Lindsay struggled for about ten minutes getting her pants to go up over her butt, and she was out of breath when she finally got them on. Then she put her small skintight t-shirt on that didn't cover any of her expanded belly. 

All this time I was in my house thinking about her and trying to build up the courage to call her. I finally called her on her cell phone just when she sat down to have lunch with her father. 

"Oh hey Josh, what's up? I'm having lunch with my dad."

"Nothin much... I just wanted to say that I had a great time with you last night, and I wanted to ask you if you wanted to do something tomorrow."

"Sure, I'd love to."

"Great, I'll take you out to dinner or something!

"Cool, I'm up for eating anytime. I'll see you tomorrow."

"Who was that," Lindsay's dad asked. 

"A guy I met last night after my boyfriend dumped me. He was so nice to me, and he wants to take me to dinner tomorrow," she replied.

"What can I get for you?" the waitress asked Lindsay. 

"Um... I will have... six fried chicken sandwiches with extra mayo, and a large order of fries for each sandwich, and a couple of cheeseburgers I guess. Oh, and add a super size Coke to that also," Lindsay said. 

"Wow, big appetite huh?" the waitress said, writing down the order. 

"And for you sir," she said to Lindsay's dad. "Oh, I'll just have a salad and a medium coke," he said. 

"Alrighty, your food should be up in about fifteen minutes," said the waitress, taking the menus. 

"So Lindsay, when did you start the weight gain?" her dad asked. 

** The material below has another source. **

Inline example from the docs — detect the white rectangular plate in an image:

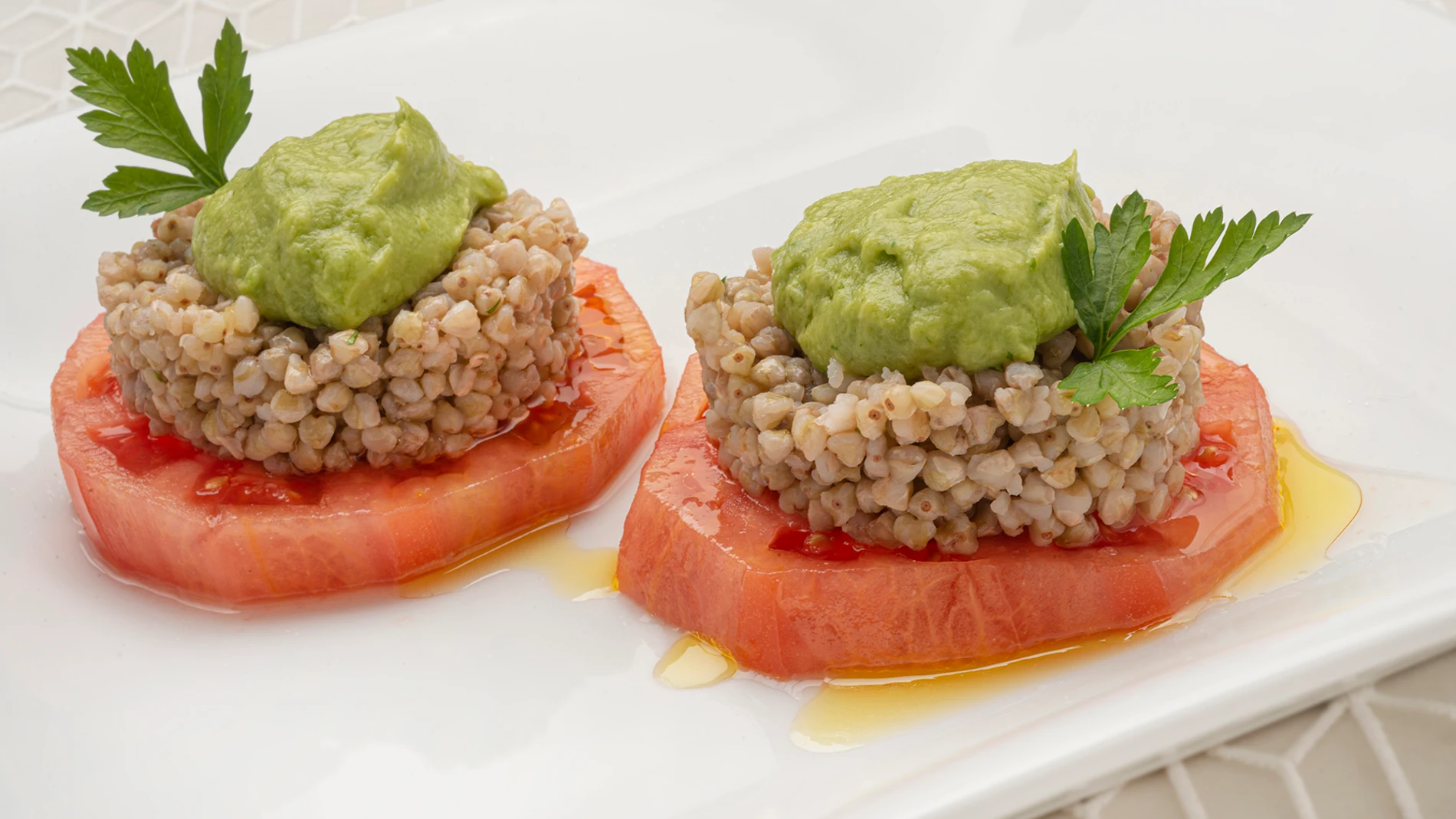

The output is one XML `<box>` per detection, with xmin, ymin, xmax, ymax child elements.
<box><xmin>0</xmin><ymin>0</ymin><xmax>1456</xmax><ymax>819</ymax></box>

"It was pretty much right when I quit acting and everything. I didn't really want to before, but now I want to keep getting fatter," she replied.

"What does this boy you met think about your weight?"

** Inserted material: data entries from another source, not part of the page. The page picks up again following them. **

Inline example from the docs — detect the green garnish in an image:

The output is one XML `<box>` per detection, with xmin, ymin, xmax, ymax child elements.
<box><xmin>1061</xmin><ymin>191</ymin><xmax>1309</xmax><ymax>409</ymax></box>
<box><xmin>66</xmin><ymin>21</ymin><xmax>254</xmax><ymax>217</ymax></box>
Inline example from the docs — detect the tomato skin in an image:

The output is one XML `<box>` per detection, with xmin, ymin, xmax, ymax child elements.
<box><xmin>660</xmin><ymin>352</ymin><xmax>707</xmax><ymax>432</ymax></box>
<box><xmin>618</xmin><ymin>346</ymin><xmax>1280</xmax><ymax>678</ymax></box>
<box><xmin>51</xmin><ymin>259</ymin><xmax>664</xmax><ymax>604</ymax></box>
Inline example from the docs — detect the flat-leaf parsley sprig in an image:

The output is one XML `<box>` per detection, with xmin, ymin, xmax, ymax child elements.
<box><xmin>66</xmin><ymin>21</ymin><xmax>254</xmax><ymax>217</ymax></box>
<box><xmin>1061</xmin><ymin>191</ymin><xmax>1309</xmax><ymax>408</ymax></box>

"He likes it, you should have seen how much food he got me! When I found out that some guys like fat girls, I just figured, might as well eat all I want and get fat if it makes me and other people happy."

"I'm happy for you hun, I think you should gain as much weight as you like."

"Thanks dad, I think I will."

------------------

I was so happy she agreed to go out with me, and I just sat there imagining her filling herself with a bunch of fatty foods. Lindsay was the best thing that ever happened to me, and I couldn't wait to see her again and fatten her up.

-------------------

Back ar rge restaurant Lindsay was stuffed from all the food, and she sat back in her chair with her hands on her bloated belly and her eyes half closed. 

The waitress came back again, "any desert for either of you?" she asked. 

"I'm all set, what about you hun?" Lindsay's dad asked. 

"I dunno, I'm so full... but I do love my sweets. I guess I'll have... a whole blueberry pie, and can you get me half a gallon of chocolate ice-cream on the side?" Lindsay replied. 

"Sure... and this one is on me, I was always a fan of yours," said the waitress. 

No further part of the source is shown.